SoylentNews is people
SoylentNews
You heard me. You know how weak your user’s passwords likely are. You know your users are almost certainly sharing their passwords with multiple sites. You know that a compromise of your database could lead to significant damage coming to them. You know this because it happens all the time, all over the web.
You have a duty to protect the security and privacy of your userbase. They’ve entrusted you with their data, and it is on you to keep it safe. So why aren’t you doing everything possible to accomplish that task? For this blog, we are going to talk exclusively about password storage.
If you ask just about any security professional in the world how best to store a password, you’re liable to hear something about using a cryptographically secure hashing function “with a salt.” Some will go so far as to mention algorithms like Bcrypt or Scrypt. Very few will make any mention to how password policy plays a significant part in ensuring the security of any stored values.
But almost none of them, will even mention the word “pepper.” Now I suspect this isn’t malicious, (obviously). I think even most security professionals simply aren’t informed enough to know or act with regard to this concept.
So today we’re gonna work on that…
(Score: 2) by ledow on Tuesday March 05 2019, @06:21PM (2 children)
You mean... the thing I thought of about ten years ago knowing that it adds nothing to security to anyone who has access to the program, but maybe a little to obfuscation.
I used "peppers" on hash data in a DRM scheme I knocked up ten years ago using X509 certificates inside the application, one unique one to each client, that both sign each other. The program checks the signatures at different points of the program using different methods. It also checks that some files themselves aren't modified (i.e. the program itself and modules that it loads) again via certificates but also via hashes of some parts of some data files in certain orders, including some deliberate "oops I reused that variable without clearing the previous data" 'peppering' of the hash before it starts (in order to make it difficult to discover what a stored hash in the binary actually represents, so it's difficult to modify).
It made a pretty good DRM scheme, at least comparable to a commercial offering, but without all the junk and hassle... and basically ultimately pinned to OSCP. Tampering with the base program, any data file, or any certificate (hard-coded or not) is hard to do. Every "purchaser" gets a unique certificate. The program has to go on the net to verify that the certificates are still valid (i.e. that the time is still right, that they had not been revoked having been discovered in the wild, etc.) and it only allows offline-caches of the certificate status for a certain period.
But against any determined hacker, all that would be... "tamperable"... if given enough time and effort. But not if they don't know where every hash-check is, what it's hashing, what data the hash started with (the "pepper" in this article), and where that hash is stored (I did a lot of sucking in data from all kinds of places that are indistinguishable from other program data, and then referring to it obliquely later, and conjoining parts to make hashes and checking them at a much later time, and failing - again much later - if they didn't match).
(Score: 2) by chromas on Tuesday March 05 2019, @10:39PM (1 child)
Sounds like I just need to find these checks and replace them with a stub that just returns True or whatever. No need to deal with the certs.
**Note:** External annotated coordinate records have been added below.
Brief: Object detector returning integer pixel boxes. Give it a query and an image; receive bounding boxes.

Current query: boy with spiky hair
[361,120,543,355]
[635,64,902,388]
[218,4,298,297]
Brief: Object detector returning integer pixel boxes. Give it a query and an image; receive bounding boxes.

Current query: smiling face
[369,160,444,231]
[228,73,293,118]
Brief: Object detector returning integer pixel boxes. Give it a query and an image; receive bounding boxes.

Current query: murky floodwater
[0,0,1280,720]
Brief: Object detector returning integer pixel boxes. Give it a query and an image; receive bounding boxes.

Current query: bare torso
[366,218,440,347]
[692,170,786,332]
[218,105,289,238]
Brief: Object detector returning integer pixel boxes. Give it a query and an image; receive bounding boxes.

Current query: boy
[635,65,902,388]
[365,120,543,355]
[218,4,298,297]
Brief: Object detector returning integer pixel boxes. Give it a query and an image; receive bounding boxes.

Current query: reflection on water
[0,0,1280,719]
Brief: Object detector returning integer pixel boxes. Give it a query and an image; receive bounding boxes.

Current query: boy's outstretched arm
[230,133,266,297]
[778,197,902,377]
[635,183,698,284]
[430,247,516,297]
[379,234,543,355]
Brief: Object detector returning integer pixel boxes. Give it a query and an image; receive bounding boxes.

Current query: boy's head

(Score: 2) by ledow on Wednesday March 06 2019, @03:42PM
Unfortunately, nowhere near that simple.
Parts of the hash are tied into other things, and many functions - mid-function - rely on certain properties of the hash in order to operate correctly.
It takes ten minutes to go through with a debugger and just pick up the binary decision and remove it when the program is naive. There was no "bool is_certificate_valid()" function to patch out, that was then called from dozens of places.
It's a *lot* harder if you have no idea where that decision happens, or whether it happens at all, and trying to track memory to see what parts of checked for accuracy in the first place.
I don't claim it's invincible (far from it), but every "trivial" attack I worked to combat. You'd need someone with a very good grounding in C/assembler and a very good debugger and a lot of time on their hands to get close to identifying the locations and decisions affected by that.
There's no defence against such a person but a simple "patch these if statements" wouldn't have worked - even if you could identify them all.
The intention was to make it cost as much in time and effort to analyse / defeat as it would have cost to just buy the program. If you get that far, most "hackers" won't bother (even though it only takes one to do so to make a crack for it). Pretty sure I succeeded in that at least but, again, I wouldn't wager a multi-million dollar industry income on it being undefeatable.
P.S. I have written cracks for games in the past - mostly for personal interest and convenience, never distributed. Everything from MS DOS debug to feeding false data to a program and watching it in IDA. Most modern programs aren't susceptible to such things any more, admittedly, but I aimed for enough to put off the eager amateur and give the professional enough of a run for their money that it would at least be worth a blog post on what they found.